The Perfect Pace For A Long Run, Fast Pace, Slow Pace?
Mentally our head is in the game as our legs powerfully take each stride. The earlier miles might have felt slow, but we were getting steady. Our muscles are warmed up now and we have set into a comfortable pace. As the miles pass, we feel strong. We decide to push the pace and go a little faster. We feel like were are flying at times. At others, we are just maintaining. By the end of the run, we left all we have on the pavement. Or did we? We either walk away feeling good, but knowing in the back of our mind we had some more left to give in the tank. We were just too scared to burn out. Or we are practically dragging our feet to the car in exhaustion. So just how fast should the long run be? What is the perfect (better yet ideal) pace?
Running long distance takes a different mentality compared to short distance. Short distance runners focus on power and speed. It’s about shooting out fast and gassing it to the finish line. Long distance runners also think about speed, but endurance is what really is key to the long run. That means first building up the fitness to be able to go the distance. Runners need to slowly increase mileage, typically adding a mile to their longest run of the week over the course of a few weeks. This is to prevent injury and allow the body time to get used to the load.
How Fast Should The Long Run Be?
Speed work is important when it comes to establishing a faster average pace. But a slow run or recovery run is also important for training as well. But then how fast should the long run be?
Generally, when running long distance pace should be slower than average mile pace, or 5k pace.
The runner should slow it down anywhere from 30 to 45 seconds slower than their average pace during the long run to as much as two minutes per mile. This also depends on the weather, such as heat. Jeff Galloway recommends slowly the pace of a long run 30 seconds slower per mile for every 5-degree temperature increase above 60 degrees F.
In The Long Run
Runners who are new to long distance workouts should focus more on the miles than the pace. This is to get the body just comfortable with the load. It’s more about building that aerobic base.
Those who are more seasoned should aim to run close to their estimated race pace during their long runs in order to gauge where they stand for the big day.
While many believe that the LSD (long slow distance) run should be a really easy run (when it comes to pace). The runner shouldn’t be going too fast to burn out early on.
However, this doesn’t mean the run should be a walk in the park. Many opt for a conversational pace. Learn to listen to the body and know when to kick things up a notch when feeling good and knowing when to pull back a little to be able to get through the entire run.
Runners need to learn to walk the line between pushing themselves with knowing that they need to conserve their energy for those later miles.
How To Determine Pace
It’s important to first think about what constitutes as a long run. This is relative depending on the runner. For some, the long run is six miles. For others, it’s 10 or 16 to 20. Remember that the longer the run, the more depleted glycogen stores become. Of course, this means replenishing them by fueling properly during the run. However, the slower the pace the more glycogen is conserved.

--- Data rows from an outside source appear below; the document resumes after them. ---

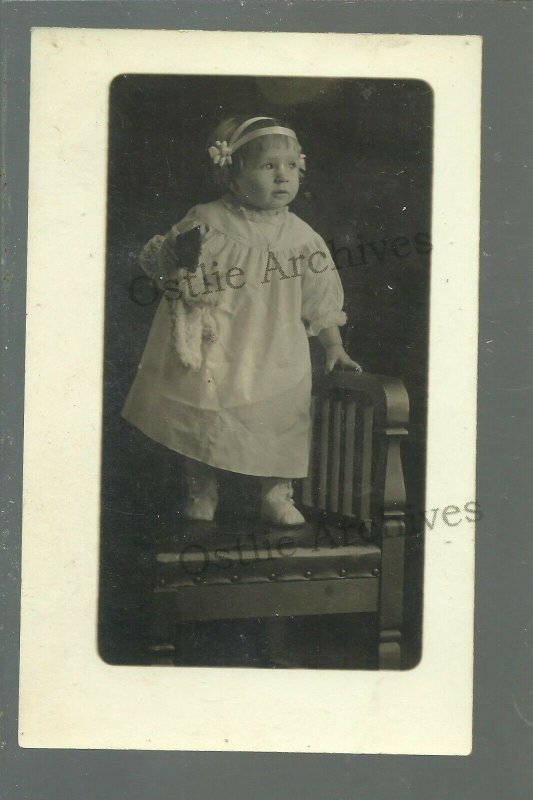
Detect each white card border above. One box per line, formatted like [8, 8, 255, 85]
[19, 28, 481, 755]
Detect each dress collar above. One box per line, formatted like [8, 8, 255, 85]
[222, 192, 289, 225]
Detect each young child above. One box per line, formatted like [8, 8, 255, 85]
[122, 112, 362, 526]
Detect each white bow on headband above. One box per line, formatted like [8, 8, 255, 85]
[208, 117, 305, 170]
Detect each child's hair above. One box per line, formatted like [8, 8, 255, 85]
[206, 116, 304, 191]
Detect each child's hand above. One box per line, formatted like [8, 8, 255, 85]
[326, 344, 363, 375]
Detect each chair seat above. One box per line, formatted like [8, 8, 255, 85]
[155, 522, 381, 591]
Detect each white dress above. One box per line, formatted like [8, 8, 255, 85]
[122, 196, 346, 478]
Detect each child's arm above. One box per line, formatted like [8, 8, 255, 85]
[318, 325, 363, 373]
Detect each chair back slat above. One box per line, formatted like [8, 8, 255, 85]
[329, 400, 344, 513]
[342, 399, 357, 516]
[302, 389, 374, 519]
[318, 397, 330, 511]
[358, 406, 374, 520]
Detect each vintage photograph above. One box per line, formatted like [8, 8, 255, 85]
[98, 74, 432, 670]
[19, 28, 481, 754]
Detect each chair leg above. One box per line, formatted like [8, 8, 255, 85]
[146, 593, 176, 666]
[378, 630, 402, 669]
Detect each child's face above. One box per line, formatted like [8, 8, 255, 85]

Thanks to technology and the running gadgets like heart rate monitors, fitness watches and apps runners can better calculate what is the best pace for their long distance runs.
Those who like a solid plan and need math can start by taking off about 30 minutes of their normal pace. Slow down if that still feels too aggressive to withstand for more than 5 miles. Another way is to find your maximum heart rate and your working heart rate to get your working heart rate. And then multiply that by 70 percent to find the zone that is about 70 percent of effort. (Use the math below.)This typically tends to be around 130-140 bpm. Aim for this during a long run.
Maximum Heart Rate
Women: 209- (0.9 x age)
Men: 214 – (0.8 x age)
Resting Heart Rate
Measure resting pulse as soon as you wake up in the morning
Then (0.7 x WHR) and add this number to the Resting Heart Rate.
A key takeaway about pace for the long run is it’s more about the effort put in then the speed. Aim to feel good throughout the entire run. Avoid focusing on speed and keep looking down at your watch. Get lost in the rhythm and just keep going.
The Importance Of A Slower Pace During A Long Run
- Gives time to focus on the mental aspect of the run
- Lets the runner fall into a rhythm without reaching the point of exhaustion
- Allows runner to focus on form
- Means glycogen stores aren’t used as quickly; increased efficiency
- Builds anaerobic base
- Improves the size of mitochondria, which improves the use of oxygen
- Easier on the body compared to sprints
- Increased weight loss (going further longer = burning more calories)
- Allows the runner to get through the run!